In fact, it was an actuary who first saw the connection between statistics and health. In the early 1940s, Louis I. Dublin, a vice-president and statistician at the Metropolitan Life Insurance Company, was one of the first to notice that obese people had shorter lives. He developed tables showing the correlation between weight, height and number of years lived that were later used as the basis of the body mass index (BMI).

Dublin’s work was groundbreaking—it set the stage for a whole new approach to public health—but it had limitations. Such models were accurate when predicting the average lifespan for a large group of people, but they didn’t work so well when you applied them to individuals. So while people who drink too much and smoke heavily have, on average, shorter lives, that doesn’t mean that Aunt Sophia, who smokes half a pack of Rothmans for breakfast and washes them down with a mickey of gin, can’t live to 92.

The same limitations hold when we use data to predict which stocks will outperform. In my opinion, only a fool thinks he can divine how an individual stock will fare in the future, no matter how alluring the story behind it. But when you’re talking about groups of stocks, it’s a whole different matter.

Just as people who have certain characteristics are more likely to live longer, stocks that have certain characteristics are more likely to outperform. Norm Rothery, a friend of mine with a PhD in atomic physics and a CFA designation, has devoted much of his career to determining exactly what those characteristics are.

According to Norm, the two key qualities to look for in a stock are a bargain price (as demonstrated by a low price-to-earnings ratio, a low price-to-revenue ratio and other indicators) and upward momentum (stocks that are increasing in price faster than their peers over select time periods). To find such stocks, he subjects all of the companies listed on the TSX to a series of demanding tests, until he is left with just 20.

We introduced Norm’s system in last year’s Top 1000 report, and I’m pleased to announce that his first batch of selected stocks—we call them the Megastars—shot the lights out, chalking up a 16.2% return over a period when the overall market delivered just 2.6%. So we’ve decided to give it another go. You can find a new batch of recommended Megastar stocks in our Top 1000 package.

Norm’s approach has been carefully fine-tuned and tested over time, and I believe it works. I personally use one of his stock-picking systems with my own portfolio. But it’s important to realize that this method doesn’t work all of the time. Follow it faithfully over the long haul, and I predict you’ll be a very happy investor, but there will be the odd year when it disappoints.
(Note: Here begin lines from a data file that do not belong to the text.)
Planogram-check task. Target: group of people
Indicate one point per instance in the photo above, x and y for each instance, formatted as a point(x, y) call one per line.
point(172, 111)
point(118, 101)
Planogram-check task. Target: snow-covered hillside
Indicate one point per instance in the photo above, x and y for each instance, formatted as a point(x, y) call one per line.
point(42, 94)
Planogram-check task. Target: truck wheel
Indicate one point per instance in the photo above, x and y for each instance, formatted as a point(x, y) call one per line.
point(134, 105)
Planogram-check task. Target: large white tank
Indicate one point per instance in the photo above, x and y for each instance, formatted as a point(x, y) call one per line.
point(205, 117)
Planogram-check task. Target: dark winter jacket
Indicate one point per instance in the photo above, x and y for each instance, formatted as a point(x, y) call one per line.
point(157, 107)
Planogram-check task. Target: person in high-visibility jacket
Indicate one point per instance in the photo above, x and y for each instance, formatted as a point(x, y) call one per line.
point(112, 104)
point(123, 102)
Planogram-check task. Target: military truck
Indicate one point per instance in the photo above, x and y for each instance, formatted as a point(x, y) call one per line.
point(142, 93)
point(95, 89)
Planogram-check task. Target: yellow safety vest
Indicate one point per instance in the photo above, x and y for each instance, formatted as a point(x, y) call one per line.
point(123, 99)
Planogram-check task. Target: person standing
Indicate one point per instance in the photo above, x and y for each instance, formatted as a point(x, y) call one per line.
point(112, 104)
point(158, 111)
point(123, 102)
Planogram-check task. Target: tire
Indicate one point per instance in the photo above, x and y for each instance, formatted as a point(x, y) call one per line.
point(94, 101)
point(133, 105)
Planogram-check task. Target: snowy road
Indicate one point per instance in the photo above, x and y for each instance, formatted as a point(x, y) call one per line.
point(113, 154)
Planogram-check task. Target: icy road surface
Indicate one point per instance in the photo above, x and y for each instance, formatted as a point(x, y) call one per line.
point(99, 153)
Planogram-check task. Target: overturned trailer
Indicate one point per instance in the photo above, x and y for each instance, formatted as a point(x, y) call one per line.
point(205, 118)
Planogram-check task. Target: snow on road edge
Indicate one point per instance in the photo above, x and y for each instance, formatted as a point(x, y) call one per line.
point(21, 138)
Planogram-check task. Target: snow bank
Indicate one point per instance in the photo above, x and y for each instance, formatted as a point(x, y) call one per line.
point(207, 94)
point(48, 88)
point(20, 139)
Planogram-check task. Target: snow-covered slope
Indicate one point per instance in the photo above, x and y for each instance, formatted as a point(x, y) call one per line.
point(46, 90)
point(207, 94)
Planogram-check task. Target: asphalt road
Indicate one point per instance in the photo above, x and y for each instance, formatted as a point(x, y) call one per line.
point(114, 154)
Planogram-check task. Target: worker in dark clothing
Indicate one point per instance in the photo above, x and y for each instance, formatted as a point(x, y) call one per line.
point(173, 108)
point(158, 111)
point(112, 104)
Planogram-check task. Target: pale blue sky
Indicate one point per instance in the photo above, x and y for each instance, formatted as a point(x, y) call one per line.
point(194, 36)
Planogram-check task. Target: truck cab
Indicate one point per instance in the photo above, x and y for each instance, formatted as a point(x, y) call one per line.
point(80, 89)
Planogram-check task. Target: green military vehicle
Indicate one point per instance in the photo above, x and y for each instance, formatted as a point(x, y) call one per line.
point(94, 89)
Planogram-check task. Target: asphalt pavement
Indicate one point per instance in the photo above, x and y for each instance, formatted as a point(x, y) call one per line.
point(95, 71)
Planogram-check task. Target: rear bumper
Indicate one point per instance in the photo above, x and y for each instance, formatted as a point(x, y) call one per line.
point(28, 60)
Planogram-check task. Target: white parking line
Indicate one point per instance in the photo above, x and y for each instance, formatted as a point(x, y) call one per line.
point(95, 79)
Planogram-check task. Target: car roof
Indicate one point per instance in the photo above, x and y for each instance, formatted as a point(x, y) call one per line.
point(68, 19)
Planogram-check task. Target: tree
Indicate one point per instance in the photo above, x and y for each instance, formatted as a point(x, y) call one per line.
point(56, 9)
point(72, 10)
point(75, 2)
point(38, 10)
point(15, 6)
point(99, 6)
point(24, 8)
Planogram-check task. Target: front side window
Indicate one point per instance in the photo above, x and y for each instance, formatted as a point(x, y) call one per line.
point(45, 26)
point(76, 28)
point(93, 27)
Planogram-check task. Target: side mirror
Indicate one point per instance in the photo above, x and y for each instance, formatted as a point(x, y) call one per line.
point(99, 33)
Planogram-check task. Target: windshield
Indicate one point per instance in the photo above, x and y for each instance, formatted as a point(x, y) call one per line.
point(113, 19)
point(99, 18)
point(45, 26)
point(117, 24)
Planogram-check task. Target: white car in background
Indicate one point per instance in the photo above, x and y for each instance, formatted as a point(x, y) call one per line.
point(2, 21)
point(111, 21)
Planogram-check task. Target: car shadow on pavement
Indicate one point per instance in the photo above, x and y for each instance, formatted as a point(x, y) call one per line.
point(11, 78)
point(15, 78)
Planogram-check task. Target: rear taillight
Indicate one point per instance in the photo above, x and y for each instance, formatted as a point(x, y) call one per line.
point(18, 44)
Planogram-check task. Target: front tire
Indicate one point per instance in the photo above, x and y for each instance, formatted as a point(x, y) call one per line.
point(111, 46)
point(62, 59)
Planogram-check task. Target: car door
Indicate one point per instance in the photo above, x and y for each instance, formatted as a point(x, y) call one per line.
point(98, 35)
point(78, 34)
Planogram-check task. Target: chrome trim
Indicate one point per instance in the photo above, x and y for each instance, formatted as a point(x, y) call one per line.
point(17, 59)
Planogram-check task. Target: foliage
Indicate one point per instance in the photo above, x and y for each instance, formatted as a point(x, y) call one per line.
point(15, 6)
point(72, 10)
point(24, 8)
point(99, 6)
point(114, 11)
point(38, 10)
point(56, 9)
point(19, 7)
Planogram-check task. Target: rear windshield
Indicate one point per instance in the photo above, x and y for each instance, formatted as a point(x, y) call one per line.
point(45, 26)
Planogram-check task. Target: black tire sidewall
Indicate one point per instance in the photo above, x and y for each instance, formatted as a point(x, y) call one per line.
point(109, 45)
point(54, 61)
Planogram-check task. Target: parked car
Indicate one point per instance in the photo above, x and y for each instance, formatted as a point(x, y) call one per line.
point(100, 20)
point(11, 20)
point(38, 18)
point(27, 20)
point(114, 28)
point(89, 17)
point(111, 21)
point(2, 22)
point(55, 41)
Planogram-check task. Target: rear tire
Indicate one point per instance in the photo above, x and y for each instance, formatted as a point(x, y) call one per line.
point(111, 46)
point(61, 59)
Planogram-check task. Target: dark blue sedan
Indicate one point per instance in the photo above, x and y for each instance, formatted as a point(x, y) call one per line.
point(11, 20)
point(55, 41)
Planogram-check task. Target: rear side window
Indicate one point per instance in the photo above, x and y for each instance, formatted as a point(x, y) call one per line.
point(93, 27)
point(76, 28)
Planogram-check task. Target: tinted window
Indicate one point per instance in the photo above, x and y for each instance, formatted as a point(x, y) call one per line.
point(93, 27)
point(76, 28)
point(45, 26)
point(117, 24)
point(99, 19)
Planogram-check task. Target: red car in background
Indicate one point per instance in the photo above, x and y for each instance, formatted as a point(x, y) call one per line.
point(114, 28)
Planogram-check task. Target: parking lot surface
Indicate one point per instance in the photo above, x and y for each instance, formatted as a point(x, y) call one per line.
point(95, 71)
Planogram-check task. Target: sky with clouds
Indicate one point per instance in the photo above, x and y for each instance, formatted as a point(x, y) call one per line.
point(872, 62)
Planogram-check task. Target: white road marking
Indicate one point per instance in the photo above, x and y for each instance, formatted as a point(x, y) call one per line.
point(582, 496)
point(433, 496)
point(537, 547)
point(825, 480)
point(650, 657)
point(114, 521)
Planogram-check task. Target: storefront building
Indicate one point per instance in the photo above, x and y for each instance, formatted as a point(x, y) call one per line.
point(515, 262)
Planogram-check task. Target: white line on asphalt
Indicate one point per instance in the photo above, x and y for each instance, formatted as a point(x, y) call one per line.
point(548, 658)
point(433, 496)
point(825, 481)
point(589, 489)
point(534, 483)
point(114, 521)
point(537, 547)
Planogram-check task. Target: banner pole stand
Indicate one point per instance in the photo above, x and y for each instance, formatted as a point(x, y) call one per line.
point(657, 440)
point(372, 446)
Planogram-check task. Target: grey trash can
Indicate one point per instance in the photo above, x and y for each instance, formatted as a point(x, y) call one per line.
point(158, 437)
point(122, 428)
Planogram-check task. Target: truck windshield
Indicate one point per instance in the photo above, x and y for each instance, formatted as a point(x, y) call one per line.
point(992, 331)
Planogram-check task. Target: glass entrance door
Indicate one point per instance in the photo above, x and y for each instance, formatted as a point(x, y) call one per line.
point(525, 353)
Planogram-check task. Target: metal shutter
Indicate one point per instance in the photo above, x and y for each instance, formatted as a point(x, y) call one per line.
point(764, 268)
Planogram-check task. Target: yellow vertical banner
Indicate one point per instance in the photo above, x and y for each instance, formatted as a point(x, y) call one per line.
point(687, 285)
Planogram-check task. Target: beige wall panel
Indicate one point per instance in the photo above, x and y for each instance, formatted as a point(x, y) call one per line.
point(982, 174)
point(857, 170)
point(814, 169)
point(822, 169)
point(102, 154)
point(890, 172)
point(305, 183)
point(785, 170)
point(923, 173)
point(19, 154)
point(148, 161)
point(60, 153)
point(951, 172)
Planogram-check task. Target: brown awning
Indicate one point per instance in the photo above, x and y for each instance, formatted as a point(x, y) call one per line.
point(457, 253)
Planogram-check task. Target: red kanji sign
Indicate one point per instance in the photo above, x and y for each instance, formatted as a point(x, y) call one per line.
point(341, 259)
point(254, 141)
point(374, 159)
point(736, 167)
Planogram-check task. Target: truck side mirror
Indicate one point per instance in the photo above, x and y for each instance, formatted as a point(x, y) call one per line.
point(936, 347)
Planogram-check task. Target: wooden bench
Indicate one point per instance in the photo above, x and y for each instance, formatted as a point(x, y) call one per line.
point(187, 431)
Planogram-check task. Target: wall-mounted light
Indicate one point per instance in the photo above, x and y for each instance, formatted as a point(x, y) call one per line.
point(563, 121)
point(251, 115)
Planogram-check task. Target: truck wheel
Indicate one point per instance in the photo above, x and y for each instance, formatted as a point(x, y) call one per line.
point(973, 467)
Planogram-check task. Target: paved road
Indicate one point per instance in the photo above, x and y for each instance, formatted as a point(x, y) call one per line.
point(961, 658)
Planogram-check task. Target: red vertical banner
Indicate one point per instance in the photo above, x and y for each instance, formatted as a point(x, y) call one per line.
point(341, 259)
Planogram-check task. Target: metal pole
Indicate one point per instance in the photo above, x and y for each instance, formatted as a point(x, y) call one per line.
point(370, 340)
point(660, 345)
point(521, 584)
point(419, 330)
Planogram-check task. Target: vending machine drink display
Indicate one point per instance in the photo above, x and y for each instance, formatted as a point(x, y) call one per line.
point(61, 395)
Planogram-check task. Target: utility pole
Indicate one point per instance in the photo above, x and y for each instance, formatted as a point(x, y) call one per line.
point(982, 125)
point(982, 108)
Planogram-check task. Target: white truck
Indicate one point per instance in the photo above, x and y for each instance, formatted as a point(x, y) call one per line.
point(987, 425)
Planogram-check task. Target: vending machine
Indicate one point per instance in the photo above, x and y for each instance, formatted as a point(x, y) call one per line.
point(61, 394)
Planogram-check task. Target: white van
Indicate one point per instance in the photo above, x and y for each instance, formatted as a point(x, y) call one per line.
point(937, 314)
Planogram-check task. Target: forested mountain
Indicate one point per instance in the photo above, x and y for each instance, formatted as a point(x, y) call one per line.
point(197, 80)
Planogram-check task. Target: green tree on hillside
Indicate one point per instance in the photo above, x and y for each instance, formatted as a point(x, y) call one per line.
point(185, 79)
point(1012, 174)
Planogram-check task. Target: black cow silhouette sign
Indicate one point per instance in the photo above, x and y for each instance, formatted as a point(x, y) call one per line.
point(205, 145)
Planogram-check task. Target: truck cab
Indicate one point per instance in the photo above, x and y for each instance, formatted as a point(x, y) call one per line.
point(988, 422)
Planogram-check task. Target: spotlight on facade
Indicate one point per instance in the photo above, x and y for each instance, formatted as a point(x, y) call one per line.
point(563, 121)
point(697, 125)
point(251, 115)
That’s because, while the overall group of Megastars should statistically come out on top, there will always be individual stocks in there that buck the odds. For instance, one of last year’s picks, Celestica Inc., crashed by 27%. It met all of Norm’s criteria, but the company, an IBM spinoff that designs and manufactures electronic components for companies like Cisco, is going through a turbulent time, exiting some lines of business and actively looking for mergers and acquisitions.

That makes its future a bit of an enigma right now, no matter what the data says. Sort of like Aunt Sophia, who somehow just turned 93. According to the actuaries, she should be dead, but she lives on, just to spite them.